However, the boys’ outfits reaffirm that Y tu means to root their homophobia in class desire as well as class anxiety (767). Indeed, the boys’ cross-class costumes sadly suggest that they can only cite (as opposed to perform or inhabit) their desires. As their clothes and demeanors suggest, class bias and homophobia have mutually directed the boys away from the queer mestizaje they created in San Bernabé, making gay union and political union equally impossible—two mythical Heaven’s Mouths (Pérez-Torres 192).

Yet this interpretation only becomes available if the boys get to have (implicit) sex. If not, if you see the R-rated Y tu, then there can be no metaphoric reading of the discomfort they express in one another’s presence at the coffee shop.
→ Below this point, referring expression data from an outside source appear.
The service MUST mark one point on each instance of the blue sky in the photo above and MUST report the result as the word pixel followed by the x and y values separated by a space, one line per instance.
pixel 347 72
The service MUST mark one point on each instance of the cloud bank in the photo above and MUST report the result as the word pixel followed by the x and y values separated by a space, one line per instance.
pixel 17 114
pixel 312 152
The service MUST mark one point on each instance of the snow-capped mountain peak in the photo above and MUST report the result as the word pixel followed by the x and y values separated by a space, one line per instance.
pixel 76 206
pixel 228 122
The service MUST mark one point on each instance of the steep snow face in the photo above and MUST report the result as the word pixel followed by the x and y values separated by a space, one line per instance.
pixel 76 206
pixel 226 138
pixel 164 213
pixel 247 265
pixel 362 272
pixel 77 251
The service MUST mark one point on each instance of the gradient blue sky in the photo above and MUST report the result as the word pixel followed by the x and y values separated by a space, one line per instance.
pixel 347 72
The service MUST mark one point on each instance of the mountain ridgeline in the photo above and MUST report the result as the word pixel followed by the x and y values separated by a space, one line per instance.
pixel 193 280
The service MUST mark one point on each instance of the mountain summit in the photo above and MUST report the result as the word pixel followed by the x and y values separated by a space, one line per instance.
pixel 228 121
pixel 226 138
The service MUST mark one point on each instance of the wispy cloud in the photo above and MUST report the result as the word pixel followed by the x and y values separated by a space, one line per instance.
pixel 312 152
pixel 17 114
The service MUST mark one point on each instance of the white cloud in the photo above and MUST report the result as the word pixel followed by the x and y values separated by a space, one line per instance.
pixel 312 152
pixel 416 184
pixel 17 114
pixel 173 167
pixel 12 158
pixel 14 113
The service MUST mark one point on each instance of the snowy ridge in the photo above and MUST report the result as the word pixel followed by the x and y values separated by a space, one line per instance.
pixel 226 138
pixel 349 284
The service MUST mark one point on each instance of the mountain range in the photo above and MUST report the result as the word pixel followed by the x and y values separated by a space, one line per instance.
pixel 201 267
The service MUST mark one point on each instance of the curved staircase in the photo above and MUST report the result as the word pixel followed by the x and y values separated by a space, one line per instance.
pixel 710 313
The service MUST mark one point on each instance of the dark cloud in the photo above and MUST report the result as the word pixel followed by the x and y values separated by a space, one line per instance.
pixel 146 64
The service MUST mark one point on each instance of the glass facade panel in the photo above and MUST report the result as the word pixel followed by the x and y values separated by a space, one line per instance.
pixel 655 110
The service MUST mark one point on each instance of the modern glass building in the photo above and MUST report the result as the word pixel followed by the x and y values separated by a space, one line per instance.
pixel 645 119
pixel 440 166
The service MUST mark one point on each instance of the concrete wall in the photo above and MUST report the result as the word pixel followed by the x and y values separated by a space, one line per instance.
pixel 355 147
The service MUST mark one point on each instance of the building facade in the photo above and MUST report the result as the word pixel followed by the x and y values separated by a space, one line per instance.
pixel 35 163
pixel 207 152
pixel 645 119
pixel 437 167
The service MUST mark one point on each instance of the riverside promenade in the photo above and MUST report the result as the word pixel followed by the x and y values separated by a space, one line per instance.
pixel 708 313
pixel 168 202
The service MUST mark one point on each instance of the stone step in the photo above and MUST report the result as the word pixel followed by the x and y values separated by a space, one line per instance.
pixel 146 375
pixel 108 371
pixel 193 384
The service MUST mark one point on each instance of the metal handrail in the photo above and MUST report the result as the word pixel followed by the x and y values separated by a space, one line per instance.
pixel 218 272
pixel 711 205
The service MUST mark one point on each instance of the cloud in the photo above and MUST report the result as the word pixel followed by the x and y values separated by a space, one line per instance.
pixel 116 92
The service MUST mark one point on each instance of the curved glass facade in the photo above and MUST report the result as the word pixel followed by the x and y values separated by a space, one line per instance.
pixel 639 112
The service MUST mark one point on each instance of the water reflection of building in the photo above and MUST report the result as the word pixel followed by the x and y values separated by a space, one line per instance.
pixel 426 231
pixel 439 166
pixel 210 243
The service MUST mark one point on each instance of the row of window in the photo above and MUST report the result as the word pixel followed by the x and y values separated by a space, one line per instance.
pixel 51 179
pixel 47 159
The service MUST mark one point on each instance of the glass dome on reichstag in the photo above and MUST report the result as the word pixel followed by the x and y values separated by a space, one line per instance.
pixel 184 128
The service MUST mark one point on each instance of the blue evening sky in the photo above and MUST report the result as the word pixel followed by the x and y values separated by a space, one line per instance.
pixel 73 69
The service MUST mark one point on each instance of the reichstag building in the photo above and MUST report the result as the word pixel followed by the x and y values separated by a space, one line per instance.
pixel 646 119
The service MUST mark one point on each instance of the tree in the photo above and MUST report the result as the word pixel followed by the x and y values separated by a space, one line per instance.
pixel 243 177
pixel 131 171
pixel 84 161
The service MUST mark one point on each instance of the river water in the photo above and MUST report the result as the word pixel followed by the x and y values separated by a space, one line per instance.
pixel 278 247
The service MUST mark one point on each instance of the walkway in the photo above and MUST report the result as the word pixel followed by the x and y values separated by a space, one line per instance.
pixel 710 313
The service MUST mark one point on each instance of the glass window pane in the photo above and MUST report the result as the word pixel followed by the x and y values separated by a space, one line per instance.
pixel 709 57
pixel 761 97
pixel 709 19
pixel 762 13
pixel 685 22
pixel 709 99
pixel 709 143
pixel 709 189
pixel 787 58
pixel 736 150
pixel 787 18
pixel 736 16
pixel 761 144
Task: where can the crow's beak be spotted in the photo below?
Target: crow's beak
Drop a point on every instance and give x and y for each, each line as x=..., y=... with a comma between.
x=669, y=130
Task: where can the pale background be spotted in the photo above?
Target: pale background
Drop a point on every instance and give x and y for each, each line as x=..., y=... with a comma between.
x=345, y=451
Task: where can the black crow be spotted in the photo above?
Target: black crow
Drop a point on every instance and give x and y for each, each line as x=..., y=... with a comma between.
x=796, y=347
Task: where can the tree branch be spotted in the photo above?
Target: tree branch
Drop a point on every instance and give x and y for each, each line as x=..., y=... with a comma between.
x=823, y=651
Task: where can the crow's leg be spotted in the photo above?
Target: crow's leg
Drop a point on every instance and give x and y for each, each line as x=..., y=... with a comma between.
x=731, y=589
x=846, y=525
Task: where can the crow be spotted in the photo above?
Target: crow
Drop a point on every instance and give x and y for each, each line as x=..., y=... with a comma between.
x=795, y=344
Their dress now only signifies the paradoxical fashions of their social cliques, because there is no trauma, no forbidden transgression of heteronormativity and class prohibitions for it to refer to. When Tenoch leans back and crosses his arms protectively as Julio brings him up to date on their gay friend Daniel, his actions have no political significance, because they no longer suggest that Tenoch is suffering from an internalized homophobia brought to the fore by an experience of mestizaje that his culture will not condone. These absences disrupt the narrator’s ability to interpret his own story, since most voice-overs only have to mask the spectator’s castration, not the movie’s:

"The voice-over in classic Hollywood cinema, usually spoken by a film’s protagonist, is an 'ideological operation' that sutures over the 'trauma of castration' present in every film experience. As psychoanalytic film critic Kaja Silverman argues, the viewer is always on the verge of discovering this castration—his or her own lack of mastery over the filmic event—as cuts and edits reveal the artifice of the filmic experience. As an ideological operation, the voice-over disavows this lack, 'since it restores the viewer to his or her preordained subject-position and re-secures existing power relations.'” (Saldaña-Portillo 771-772)

The narrator of the unrated Y tu mamá también performs precisely this function, covering over the spectator’s lack of mastery by asserting a mastery of his own. Each time he commandeers the camera and the audio track, the narrator indicates that he has complete control of his film. The spectator can therefore assuage her lack of mastery by identifying with the narrator, although such an identification conveniently requires that she agree with the narrator’s political opinions (or at least entertain them for the duration of the film). The R-rated Y tu undermines this identification, however, because the narrator is unable to suture over the “trauma of [his narrative’s] castration” (Silverman 12). There is no longer any logic to provide closure to the movie or its argument. Although we still know “they will never meet again,” we cannot figure out why. Mestizaje failed, but it just failed, because the R-rated Y tu replaces the rift neoliberalism left in Mexico’s economy with the rift of a missing climax.